As A-level juggernaut rolls on, is it really ‘university or apprenticeships’?

aslevelsWith A-level results announced earlier in the day, UCAS reported 409 000 successful university placements –   up 3% against A level results day in 2014 and including 362,000 students accepted to their first choice. The 5% increase in 18 year olds and a 2% growth in those 19 has been at the expense of older students. There’s also been a fall in those registering as part-time students. These increases have been helped by the removal of the admissions cap as universities increasingly chase students, but they also confirm that, despite the fees and despite new plans to axe maintenance grants for the less well off, what used to referred to as the ‘academic route’ is, at least in the eyes of young people, increasingly the only route that provides at least some security in a world of precarious employment and the ‘graduatisation’ of even routine jobs.

Yet within minutes of A-level results being announced, Schools Minister Nick Gibb went on television reminding young people that the government had also provided apprenticeships as alternative to university, that two million have been created since 2010 and another three million are promised by 2020.   Because apprenticeships are considered a good thing across the political spectrum, supported by both business leaders and trade unions as ways of rebalancing the economy, restoring the importance of manufacturing, maybe even returning to ‘how things used to be’?  

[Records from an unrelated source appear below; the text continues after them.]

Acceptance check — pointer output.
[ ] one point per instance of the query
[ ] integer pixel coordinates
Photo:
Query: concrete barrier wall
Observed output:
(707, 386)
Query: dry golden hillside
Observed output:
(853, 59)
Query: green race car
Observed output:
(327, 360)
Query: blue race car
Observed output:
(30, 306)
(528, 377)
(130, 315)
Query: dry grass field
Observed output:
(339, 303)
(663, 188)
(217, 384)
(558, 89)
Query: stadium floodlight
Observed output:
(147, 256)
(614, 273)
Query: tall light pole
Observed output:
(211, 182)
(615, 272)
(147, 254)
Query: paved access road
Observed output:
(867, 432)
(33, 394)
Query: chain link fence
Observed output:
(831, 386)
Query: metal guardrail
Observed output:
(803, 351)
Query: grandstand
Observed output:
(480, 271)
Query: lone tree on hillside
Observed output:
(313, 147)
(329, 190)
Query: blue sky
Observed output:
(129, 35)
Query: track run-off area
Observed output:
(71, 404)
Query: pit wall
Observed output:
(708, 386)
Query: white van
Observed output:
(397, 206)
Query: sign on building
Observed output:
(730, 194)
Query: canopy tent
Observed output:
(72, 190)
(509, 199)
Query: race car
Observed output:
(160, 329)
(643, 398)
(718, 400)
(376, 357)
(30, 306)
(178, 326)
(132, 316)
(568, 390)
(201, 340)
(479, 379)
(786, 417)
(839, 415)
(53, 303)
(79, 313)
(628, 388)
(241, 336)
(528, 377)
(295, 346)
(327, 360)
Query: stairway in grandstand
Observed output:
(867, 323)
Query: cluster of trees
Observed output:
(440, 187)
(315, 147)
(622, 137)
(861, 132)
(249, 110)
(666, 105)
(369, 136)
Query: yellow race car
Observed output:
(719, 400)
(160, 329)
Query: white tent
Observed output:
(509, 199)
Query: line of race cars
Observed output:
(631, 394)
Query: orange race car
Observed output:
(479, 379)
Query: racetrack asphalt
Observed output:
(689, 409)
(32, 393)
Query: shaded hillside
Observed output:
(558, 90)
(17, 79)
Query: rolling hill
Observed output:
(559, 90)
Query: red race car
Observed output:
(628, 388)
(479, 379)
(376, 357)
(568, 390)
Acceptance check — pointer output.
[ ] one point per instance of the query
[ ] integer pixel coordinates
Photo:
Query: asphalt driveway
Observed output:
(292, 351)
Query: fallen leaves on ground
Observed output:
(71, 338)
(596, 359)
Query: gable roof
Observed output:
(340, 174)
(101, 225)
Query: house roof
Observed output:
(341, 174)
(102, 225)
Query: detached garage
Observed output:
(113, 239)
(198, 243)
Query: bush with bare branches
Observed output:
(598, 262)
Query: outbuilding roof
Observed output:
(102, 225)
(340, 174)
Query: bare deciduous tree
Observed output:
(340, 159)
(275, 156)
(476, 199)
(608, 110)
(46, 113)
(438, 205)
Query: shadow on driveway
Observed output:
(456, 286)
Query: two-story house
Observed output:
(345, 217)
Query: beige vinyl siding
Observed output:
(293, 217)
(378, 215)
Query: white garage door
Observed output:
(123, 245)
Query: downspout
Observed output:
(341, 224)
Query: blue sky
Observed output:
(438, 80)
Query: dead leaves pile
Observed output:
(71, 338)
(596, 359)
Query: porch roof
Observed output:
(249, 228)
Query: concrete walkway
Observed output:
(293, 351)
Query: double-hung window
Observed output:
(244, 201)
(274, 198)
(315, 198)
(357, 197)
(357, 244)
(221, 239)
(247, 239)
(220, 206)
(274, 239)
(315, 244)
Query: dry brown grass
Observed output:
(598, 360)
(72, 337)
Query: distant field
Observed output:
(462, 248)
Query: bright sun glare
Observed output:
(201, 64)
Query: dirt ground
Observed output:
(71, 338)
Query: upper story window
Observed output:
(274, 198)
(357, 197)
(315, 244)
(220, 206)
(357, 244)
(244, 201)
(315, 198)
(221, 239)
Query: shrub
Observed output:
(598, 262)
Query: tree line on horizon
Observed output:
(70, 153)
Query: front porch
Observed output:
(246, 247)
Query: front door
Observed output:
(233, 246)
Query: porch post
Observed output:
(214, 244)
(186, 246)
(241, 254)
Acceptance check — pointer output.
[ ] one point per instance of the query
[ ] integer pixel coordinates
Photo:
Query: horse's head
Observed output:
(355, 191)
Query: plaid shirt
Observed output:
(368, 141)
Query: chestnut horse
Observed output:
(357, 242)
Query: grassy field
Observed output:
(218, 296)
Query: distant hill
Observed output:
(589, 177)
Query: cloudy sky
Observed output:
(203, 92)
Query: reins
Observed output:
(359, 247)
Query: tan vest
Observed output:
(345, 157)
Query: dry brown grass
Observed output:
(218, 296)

Current problems with apprenticeships continue to be glossed over by most though. First of all, a school leaver with A-levels is going to find it hard to find a Higher Level Apprenticeship – a qualification that is equivalent to at least the early years of a degree – and might also include some university attendance. Data from the Skills Funding Agency (part of the Department of Business, Innovation and Skills) shows just 12,300 starts between August 2014 and April 2015. While this is more than 25% up on previous periods, only 700 have been by those under 19. There are more Advanced Level Apprenticeships, but during 2013/14, less than a third, just 35,600 were under 19. Small fry compared to the 250 000 plus who enrol for A-level. Many young people who do start apprenticeships also have academic qualifications that are at least equivalent to the apprenticeship level at which they start and so are not progressing. The majority of apprenticeships are still only at intermediate Level (equivalent to the GCSEs the majority of school leavers already have) last for 12 months and generally don’t offer automatic progression to an Advanced scheme.

Despite government promises, a lot needs to be done before young people really have a choice between the academic and the apprenticeship route.